这里将 Bottleneck 和 C3放一起了。 C3 首先执行 self.cv1(x)), self.cv2(x)，其都为 Conv 模块，然后执行 Bottleneck 模块，该模块里依然包含 Conv模块，连续执行两次Conv模块然后将输出与输入加和（结合着参考图1中的该模块），当输入和输出通道不相等是不执行加和。

（3）SSPF模块

class SPPF(nn.Module):
    # Spatial Pyramid Pooling - Fast (SPPF) layer for YOLOv5 by Glenn Jocher
    def __init__(self, c1, c2, k=5):  # equivalent to SPP(k=(5, 9, 13))
        super().__init__()
        c_ = c1 // 2  # hidden channels
        self.cv1 = Conv(c1, c_, 1, 1)
        self.cv2 = Conv(c_ * 4, c2, 1, 1)
        self.m = nn.MaxPool2d(kernel_size=k, stride=1, padding=k // 2)

    def forward(self, x):
        x = self.cv1(x)
        with warnings.catch_warnings():
            warnings.simplefilter('ignore')  # suppress torch 1.9.0 max_pool2d() warning
            y1 = self.m(x)
            y2 = self.m(y1)
            return self.cv2(torch.cat((x, y1, y2, self.m(y2)), 1))  # 拼接 四个 ，然后 再卷积

依然结合着图1 中的该模块来看。其先执行Conv模块，然后连续进行三次最大池化（return之前又进行了一次），保留这三次的结果 并与输入拼接，然后再执行Conv模块。

（4）Upsample

其通过 hook 直接调用 pytorch库里的上采样类 Upsample

def forward(self, input: Tensor) -> Tensor:
    return F.interpolate(input, self.size, self.scale_factor, self.mode, self.align_corners,
                             recompute_scale_factor=self.recompute_scale_factor)

通过双线性插值扩大特征图的尺寸，完成上采样。

（5） Detect 模块

检测头，他将来自不同尺度下的特征图通道统一为 255。

class Detect(nn.Module):
    # YOLOv5 Detect head for detection models
    stride = None  # strides computed during build
    dynamic = False  # force grid reconstruction
    export = False  # export mode

    def __init__(self, nc=80, anchors=(), ch=(), inplace=True):  # detection layer
        super().__init__()
        # self.anchors = anchors
        self.nc = nc  # number of classes  80
        self.no = nc + 5  # number of outputs per anchor  85
        self.nl = len(anchors)  # number of detection layers  3  anchors 为设置的锚框的参数，shape为（3，3，2），表示各层的特征图每个位置设置的锚框数量
        self.na = len(anchors[0]) // 2  # number of anchors  3
        self.grid = [torch.empty(0) for _ in range(self.nl)]  # init grid
        self.anchor_grid = [torch.empty(0) for _ in range(self.nl)]  # init anchor grid
        self.register_buffer('anchors', torch.tensor(anchors).float().view(self.nl, -1, 2))  # shape(nl,na,2)
        self.m = nn.ModuleList(nn.Conv2d(x, self.no * self.na, 1) for x in ch)  # output conv
        self.inplace = inplace  # use inplace ops (e.g. slice assignment)

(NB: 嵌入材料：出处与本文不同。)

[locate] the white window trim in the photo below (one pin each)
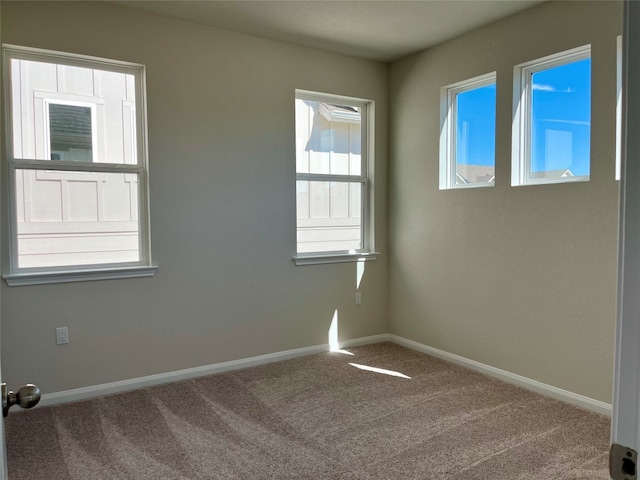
(74, 273)
(521, 126)
(367, 205)
(448, 121)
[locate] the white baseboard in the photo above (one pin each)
(94, 391)
(538, 387)
(85, 393)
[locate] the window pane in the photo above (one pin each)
(60, 112)
(328, 138)
(76, 218)
(475, 135)
(70, 133)
(561, 121)
(329, 216)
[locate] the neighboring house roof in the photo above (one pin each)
(70, 126)
(475, 174)
(552, 174)
(340, 113)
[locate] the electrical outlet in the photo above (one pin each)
(62, 335)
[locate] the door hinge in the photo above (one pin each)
(623, 463)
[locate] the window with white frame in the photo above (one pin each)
(77, 167)
(552, 119)
(333, 187)
(467, 133)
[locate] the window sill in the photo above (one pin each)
(318, 259)
(41, 278)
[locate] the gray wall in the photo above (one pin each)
(524, 278)
(223, 218)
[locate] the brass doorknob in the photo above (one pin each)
(27, 397)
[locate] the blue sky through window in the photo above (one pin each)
(476, 126)
(561, 118)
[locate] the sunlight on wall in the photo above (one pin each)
(334, 344)
(333, 333)
(359, 272)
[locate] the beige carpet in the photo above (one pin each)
(318, 417)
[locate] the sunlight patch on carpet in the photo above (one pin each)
(380, 370)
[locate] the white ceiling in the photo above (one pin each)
(382, 30)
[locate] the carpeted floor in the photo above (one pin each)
(318, 417)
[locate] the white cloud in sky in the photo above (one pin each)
(541, 87)
(570, 122)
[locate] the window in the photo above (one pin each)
(77, 166)
(468, 133)
(552, 119)
(333, 198)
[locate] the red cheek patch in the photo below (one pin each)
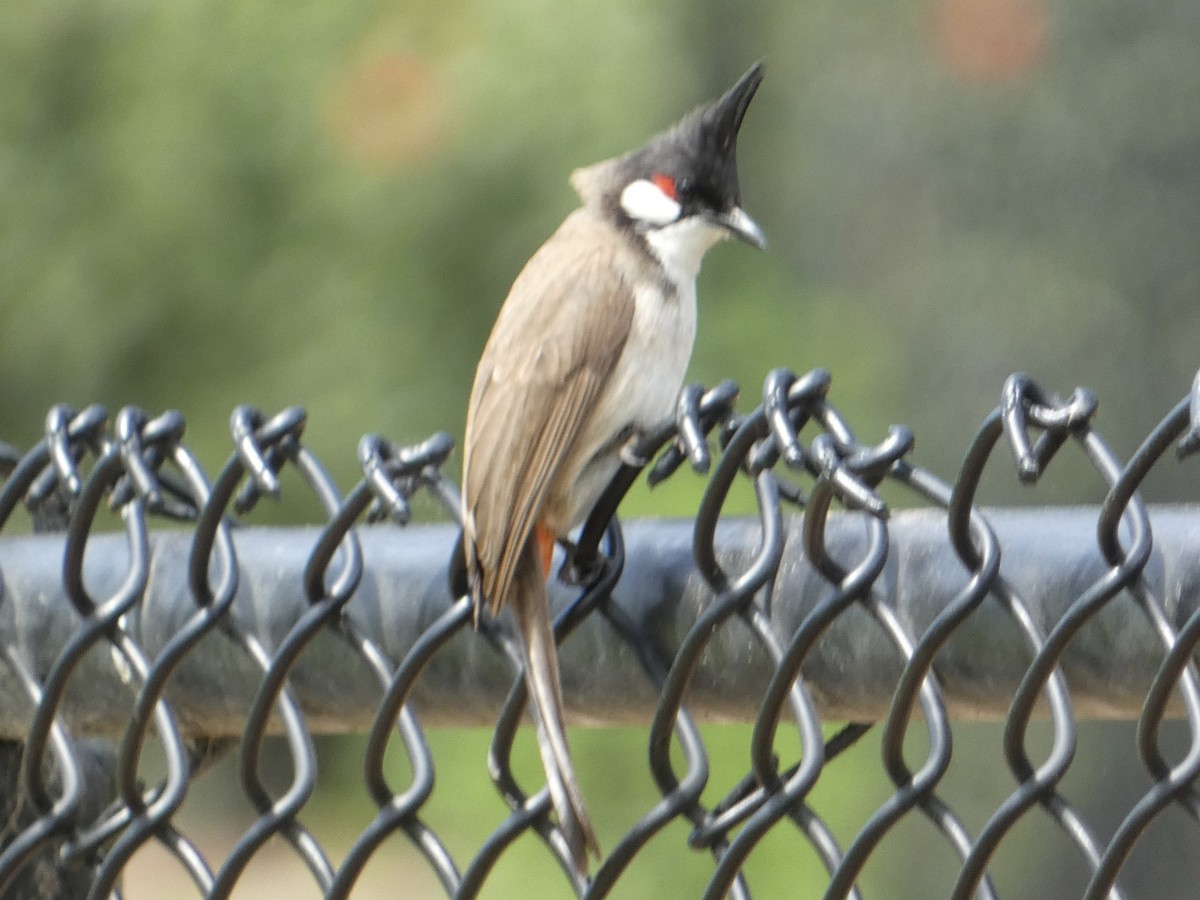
(665, 184)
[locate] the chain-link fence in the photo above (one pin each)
(205, 639)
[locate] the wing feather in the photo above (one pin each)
(547, 361)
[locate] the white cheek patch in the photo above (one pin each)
(645, 202)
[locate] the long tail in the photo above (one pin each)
(532, 612)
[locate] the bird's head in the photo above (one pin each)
(681, 191)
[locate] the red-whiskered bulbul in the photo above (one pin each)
(589, 351)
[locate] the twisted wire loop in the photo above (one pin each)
(795, 449)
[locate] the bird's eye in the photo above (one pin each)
(666, 184)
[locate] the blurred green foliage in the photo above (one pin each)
(324, 204)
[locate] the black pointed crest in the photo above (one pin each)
(703, 145)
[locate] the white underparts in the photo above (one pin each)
(645, 202)
(681, 245)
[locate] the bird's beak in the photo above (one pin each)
(739, 225)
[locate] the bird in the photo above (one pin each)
(588, 352)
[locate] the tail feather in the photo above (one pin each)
(532, 613)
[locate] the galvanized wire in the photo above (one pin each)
(171, 615)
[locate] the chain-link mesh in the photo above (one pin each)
(309, 623)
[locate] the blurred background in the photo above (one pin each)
(324, 203)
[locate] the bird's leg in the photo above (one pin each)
(546, 540)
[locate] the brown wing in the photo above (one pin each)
(551, 352)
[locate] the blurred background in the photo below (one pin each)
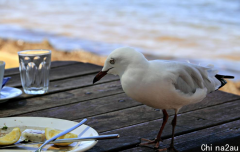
(197, 31)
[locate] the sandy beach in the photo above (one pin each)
(9, 49)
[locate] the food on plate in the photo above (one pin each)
(4, 127)
(33, 135)
(11, 137)
(49, 133)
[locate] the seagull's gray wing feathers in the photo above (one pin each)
(189, 77)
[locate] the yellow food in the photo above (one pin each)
(49, 133)
(11, 137)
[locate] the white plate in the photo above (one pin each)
(40, 123)
(9, 93)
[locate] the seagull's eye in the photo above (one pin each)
(112, 61)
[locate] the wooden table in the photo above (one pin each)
(216, 120)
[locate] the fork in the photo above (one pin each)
(60, 134)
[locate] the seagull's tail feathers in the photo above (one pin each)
(222, 80)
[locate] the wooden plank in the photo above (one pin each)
(72, 83)
(219, 135)
(104, 106)
(15, 107)
(9, 72)
(62, 72)
(186, 124)
(87, 109)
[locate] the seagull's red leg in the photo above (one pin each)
(174, 122)
(158, 139)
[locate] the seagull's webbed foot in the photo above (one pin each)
(148, 142)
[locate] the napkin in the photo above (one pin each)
(5, 80)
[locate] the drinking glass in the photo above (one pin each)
(34, 67)
(2, 67)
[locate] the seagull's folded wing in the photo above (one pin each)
(189, 77)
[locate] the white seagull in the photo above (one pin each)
(161, 84)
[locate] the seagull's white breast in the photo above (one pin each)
(153, 87)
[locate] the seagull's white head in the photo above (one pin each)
(119, 61)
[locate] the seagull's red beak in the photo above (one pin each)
(99, 76)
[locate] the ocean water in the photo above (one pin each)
(202, 31)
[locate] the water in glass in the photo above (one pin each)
(34, 67)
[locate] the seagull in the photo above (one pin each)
(161, 84)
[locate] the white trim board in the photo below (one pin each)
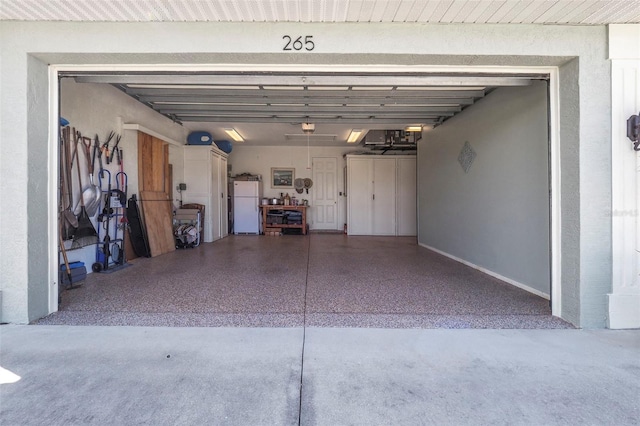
(488, 272)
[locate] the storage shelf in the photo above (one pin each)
(269, 208)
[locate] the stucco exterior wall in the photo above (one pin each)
(587, 108)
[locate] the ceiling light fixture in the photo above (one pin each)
(234, 134)
(354, 135)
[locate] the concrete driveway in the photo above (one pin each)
(65, 375)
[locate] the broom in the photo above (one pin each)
(85, 233)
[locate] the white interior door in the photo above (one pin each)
(224, 207)
(359, 196)
(406, 197)
(325, 193)
(215, 196)
(384, 196)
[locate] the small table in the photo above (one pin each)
(266, 209)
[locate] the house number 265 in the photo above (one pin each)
(302, 42)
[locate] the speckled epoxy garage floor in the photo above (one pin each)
(318, 280)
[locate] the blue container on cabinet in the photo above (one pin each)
(224, 146)
(199, 138)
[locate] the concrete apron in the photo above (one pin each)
(155, 375)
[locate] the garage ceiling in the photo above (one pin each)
(580, 12)
(270, 108)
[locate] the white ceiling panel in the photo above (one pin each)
(578, 12)
(454, 10)
(474, 10)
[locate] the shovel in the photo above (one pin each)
(91, 194)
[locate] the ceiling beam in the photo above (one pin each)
(186, 91)
(307, 80)
(297, 120)
(282, 109)
(354, 100)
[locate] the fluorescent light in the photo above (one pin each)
(234, 135)
(354, 135)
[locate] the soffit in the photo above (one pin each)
(572, 12)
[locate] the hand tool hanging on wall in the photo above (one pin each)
(85, 234)
(105, 147)
(114, 150)
(91, 194)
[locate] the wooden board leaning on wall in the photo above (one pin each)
(158, 218)
(154, 187)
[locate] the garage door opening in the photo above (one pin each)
(324, 258)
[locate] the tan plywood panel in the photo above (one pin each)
(158, 218)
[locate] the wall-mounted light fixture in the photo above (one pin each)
(234, 134)
(354, 135)
(633, 131)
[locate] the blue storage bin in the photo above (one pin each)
(224, 146)
(199, 138)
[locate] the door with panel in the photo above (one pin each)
(406, 197)
(325, 193)
(215, 197)
(359, 196)
(384, 196)
(224, 207)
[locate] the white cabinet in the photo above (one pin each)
(205, 173)
(381, 195)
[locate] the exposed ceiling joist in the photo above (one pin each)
(261, 100)
(278, 110)
(396, 122)
(352, 93)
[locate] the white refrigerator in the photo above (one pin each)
(246, 207)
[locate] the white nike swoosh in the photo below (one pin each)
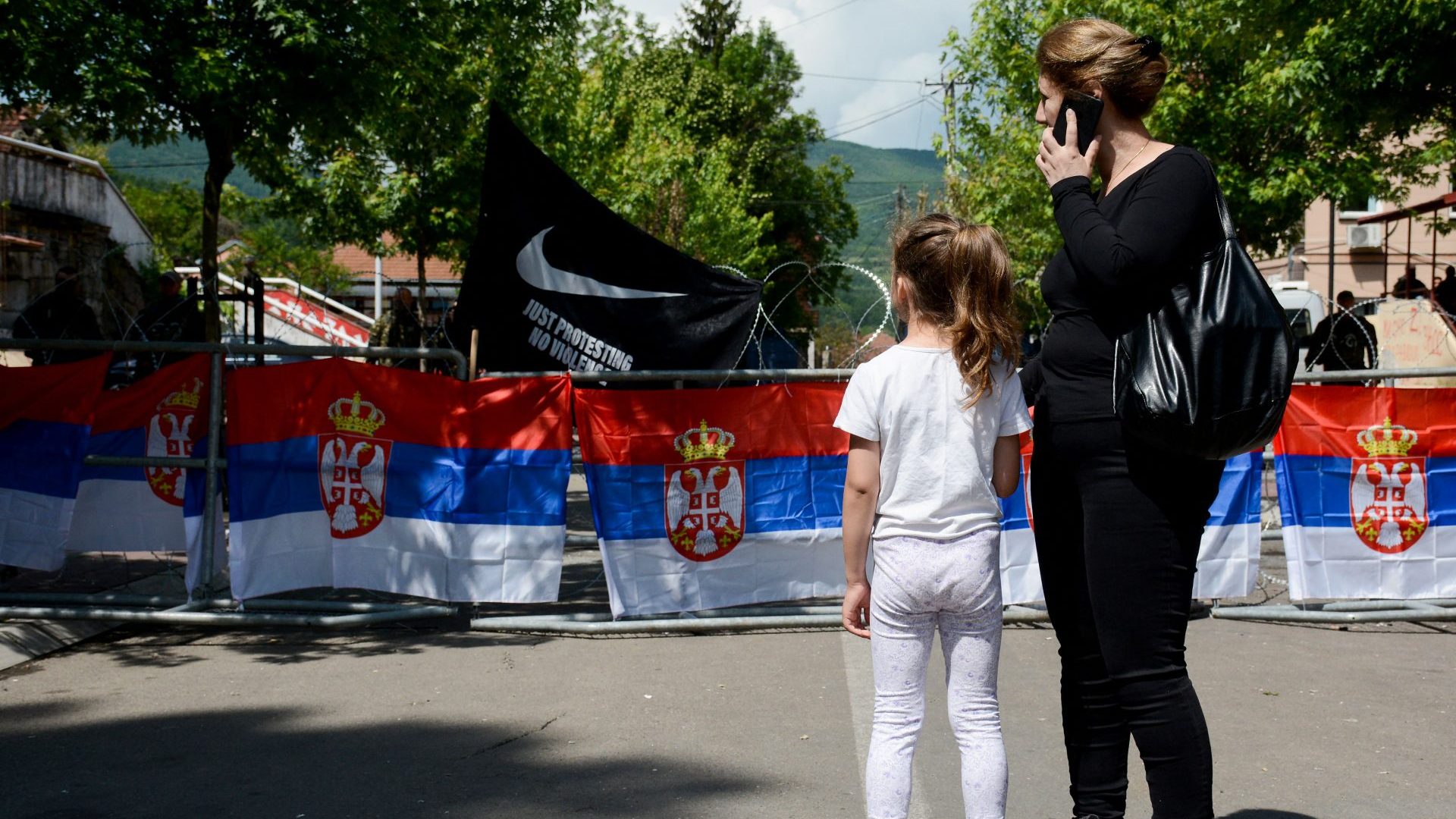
(536, 271)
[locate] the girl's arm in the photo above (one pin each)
(861, 497)
(1005, 465)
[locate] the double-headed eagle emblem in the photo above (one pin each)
(351, 468)
(1388, 490)
(704, 502)
(169, 435)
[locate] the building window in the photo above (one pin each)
(1359, 205)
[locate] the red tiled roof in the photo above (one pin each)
(398, 267)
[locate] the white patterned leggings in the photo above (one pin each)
(916, 588)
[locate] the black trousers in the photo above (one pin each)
(1117, 537)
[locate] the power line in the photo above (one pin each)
(836, 134)
(861, 79)
(161, 165)
(819, 15)
(873, 114)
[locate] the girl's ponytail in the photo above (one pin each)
(960, 279)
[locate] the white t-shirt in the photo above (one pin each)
(935, 460)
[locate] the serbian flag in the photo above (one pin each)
(139, 509)
(1021, 572)
(1228, 556)
(715, 497)
(354, 475)
(1367, 491)
(46, 417)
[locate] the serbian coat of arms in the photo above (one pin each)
(169, 435)
(705, 509)
(1388, 490)
(351, 468)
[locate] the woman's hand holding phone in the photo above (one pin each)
(1059, 161)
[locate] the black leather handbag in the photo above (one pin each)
(1209, 369)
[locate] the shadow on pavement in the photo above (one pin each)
(169, 648)
(61, 764)
(1266, 814)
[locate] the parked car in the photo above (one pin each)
(1304, 308)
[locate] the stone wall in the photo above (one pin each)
(108, 280)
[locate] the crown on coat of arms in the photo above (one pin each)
(705, 442)
(1386, 439)
(188, 395)
(354, 416)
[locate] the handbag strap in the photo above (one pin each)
(1223, 207)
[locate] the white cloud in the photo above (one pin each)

    def forward(self, x):  # 举例 x {list:3}  Tensor:(1,128,80,80), Tensor:(1,256,40,40), Tensor:(1,512,20,20)
        z = []  # inference output
        for i in range(self.nl):  # 举例 i：0  分通道处理
            x[i] = self.m[i](x[i])  # conv  举例 x {list:3}  Tensor:(1,255,80,80), Tensor:(1,256,40,40), Tensor:(1,512,20,20)
            bs, _, ny, nx = x[i].shape  # x(bs,255,20,20) to x(bs,3,20,20,85)  举例 bs:1, _ : 255, ny:80, nx:80
            x[i] = x[i].view(bs, self.na, self.no, ny, nx).permute(0, 1, 3, 4, 2).contiguous()  # 举例 x {list:3}  Tensor:(1,3,80,80,85), Tensor:(1,256,40,40), Tensor:(1,512,20,20)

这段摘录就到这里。